Boris Johnson refused to comment on the case, which will begin this month – but surprised the Commons by agreeing the extradition treaty between the two countries is “unbalanced”.
On Mr Assange, who faces up to 175 years in a US jail if convicted, Mr Corbyn backed MPs on the Council of Europe who have warned the extradition “sets a dangerous precedent for journalists”.
The one-sided arrangements would be “laid bare” when the courts decide whether he should be sent to the US on “charges of espionage for exposure of war crimes, the murder of civilians and large-scale corruption”, he said.

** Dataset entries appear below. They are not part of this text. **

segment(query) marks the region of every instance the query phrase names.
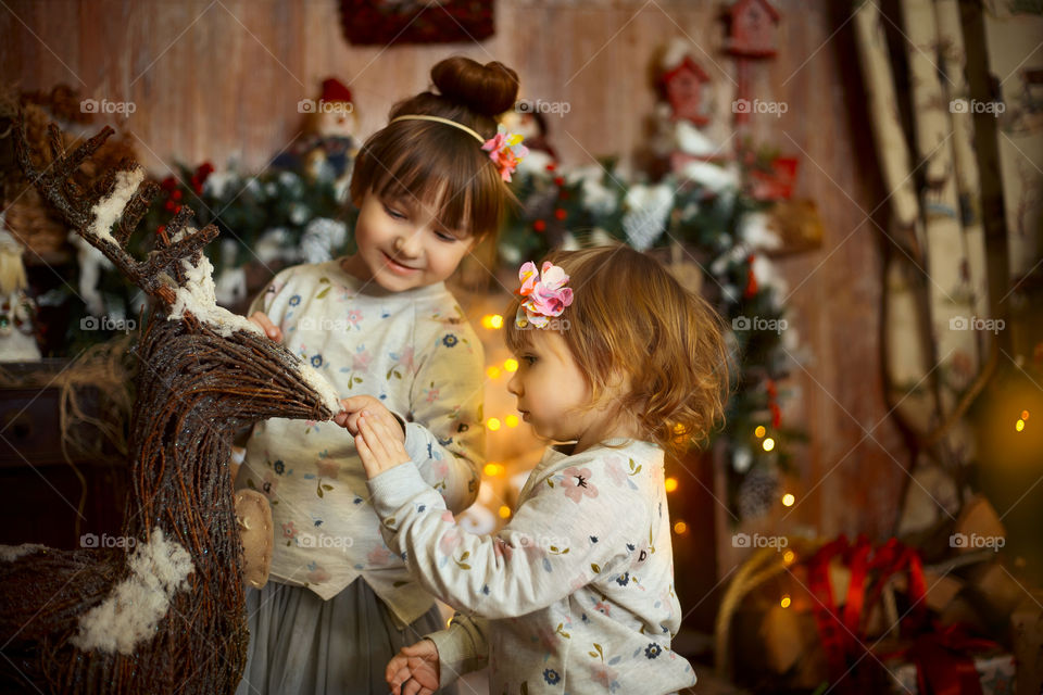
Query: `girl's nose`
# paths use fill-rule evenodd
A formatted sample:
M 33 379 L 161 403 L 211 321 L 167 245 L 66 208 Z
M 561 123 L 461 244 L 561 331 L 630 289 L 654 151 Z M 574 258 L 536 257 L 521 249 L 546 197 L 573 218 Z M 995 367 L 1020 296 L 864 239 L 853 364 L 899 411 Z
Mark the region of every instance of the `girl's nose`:
M 411 231 L 394 239 L 394 252 L 407 258 L 415 258 L 420 253 L 420 232 Z

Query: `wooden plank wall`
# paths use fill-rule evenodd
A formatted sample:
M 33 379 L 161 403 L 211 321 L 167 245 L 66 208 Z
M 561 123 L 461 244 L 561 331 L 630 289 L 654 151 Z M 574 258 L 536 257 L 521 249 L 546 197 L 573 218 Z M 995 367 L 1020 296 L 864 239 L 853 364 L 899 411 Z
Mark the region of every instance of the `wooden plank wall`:
M 751 97 L 786 101 L 789 111 L 755 117 L 752 132 L 800 156 L 797 193 L 818 203 L 825 223 L 820 251 L 779 263 L 791 330 L 808 357 L 806 371 L 794 369 L 797 400 L 787 417 L 812 437 L 788 485 L 797 505 L 780 528 L 881 538 L 906 462 L 881 396 L 877 224 L 887 207 L 867 217 L 885 192 L 868 149 L 850 26 L 838 14 L 844 4 L 777 2 L 779 54 L 754 70 Z M 7 0 L 0 77 L 134 101 L 137 111 L 117 125 L 156 172 L 203 160 L 254 169 L 293 139 L 297 102 L 316 97 L 323 78 L 350 84 L 368 134 L 394 100 L 426 87 L 437 60 L 456 52 L 512 65 L 526 97 L 569 102 L 569 114 L 551 118 L 552 142 L 566 164 L 590 164 L 641 146 L 655 101 L 651 56 L 673 37 L 705 51 L 700 61 L 725 114 L 717 129 L 727 129 L 734 63 L 720 49 L 719 10 L 702 0 L 501 0 L 497 34 L 481 45 L 356 48 L 343 39 L 335 0 Z M 779 508 L 762 526 L 783 516 Z M 728 533 L 718 529 L 721 545 Z M 726 551 L 722 559 L 721 573 L 736 556 Z

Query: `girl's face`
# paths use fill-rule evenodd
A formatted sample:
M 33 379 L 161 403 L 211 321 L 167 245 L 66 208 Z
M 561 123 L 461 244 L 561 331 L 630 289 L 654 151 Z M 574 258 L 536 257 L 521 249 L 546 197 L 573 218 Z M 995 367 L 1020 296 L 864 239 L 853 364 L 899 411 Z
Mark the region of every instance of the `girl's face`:
M 610 434 L 603 409 L 583 409 L 591 403 L 590 386 L 557 332 L 533 329 L 530 344 L 517 358 L 518 370 L 507 382 L 507 391 L 517 397 L 523 419 L 538 434 L 578 442 L 574 453 Z
M 448 279 L 475 238 L 444 228 L 419 201 L 385 200 L 369 191 L 359 211 L 355 242 L 359 251 L 344 268 L 389 292 L 402 292 Z

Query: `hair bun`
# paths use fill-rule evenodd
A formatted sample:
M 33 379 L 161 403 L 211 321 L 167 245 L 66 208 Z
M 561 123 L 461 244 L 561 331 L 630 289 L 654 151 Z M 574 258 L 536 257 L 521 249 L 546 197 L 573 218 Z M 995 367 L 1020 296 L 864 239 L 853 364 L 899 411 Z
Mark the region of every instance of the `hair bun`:
M 507 111 L 518 97 L 518 74 L 498 61 L 447 58 L 431 68 L 431 79 L 443 97 L 485 116 Z

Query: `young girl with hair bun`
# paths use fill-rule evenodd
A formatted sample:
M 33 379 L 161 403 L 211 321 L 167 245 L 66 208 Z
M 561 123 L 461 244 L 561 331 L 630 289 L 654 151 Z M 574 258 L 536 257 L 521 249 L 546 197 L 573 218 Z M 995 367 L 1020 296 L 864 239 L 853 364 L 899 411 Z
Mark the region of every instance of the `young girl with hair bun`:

“Will the prime minister agree with the parliamentary report that’s going to the Council of Europe that this extradition should be opposed and the rights of journalists and whistleblowers upheld for the good of all of us,” Mr Corbyn demanded.
In response, the prime minister said: “I’m not going to mention any individual cases but it’s obvious that the rights of journalists and whistleblowers should be upheld and this government will continue to do that.”
Mr Assange, who is being held in London’s Belmarsh prison, has been indicted on 18 charges – 17 under the Espionage Act – for conspiracy to receive, obtain and disclose classified diplomatic and military documents.
Among Wikileaks’ revelations was video footage from a 2007 US Apache helicopter attack in Baghdad that killed at least nine men, including a Reuters news photographer and his driver.
The MPs’ report backs the recommendation of the UN special rapporteur on torture who called last year for the extradition to the US to be blocked.
On the claim that Ms Sacoolas “is in fact a CIA operative”, Mr Corbyn claimed: “Now we know the foreign secretary [Dominic Raab] misled the Dunn family, who are being denied justice by the US government, will the prime minister commit to his removal from office tomorrow in his reshuffle?”
Mr Johnson replied: “The Foreign Office has been told Anne Sacoolas was notified to the UK government as a spouse with no official role.
“We will continue without fear or favour to seek justice for Harry Dunn and his family and continue to seek the extradition of Anne Sacoolas from the United States.”
Mr Corbyn protested: “This lopsided treaty means the US can request extradition in circumstances that Britain cannot.”
The prime minister acknowledged: “To be frank, I think [Mr Corbyn] has a point in his characterisation of our extradition arrangements with the United States and I do think there are elements of that relationship that are imbalanced. I certainly think it is worth looking at.”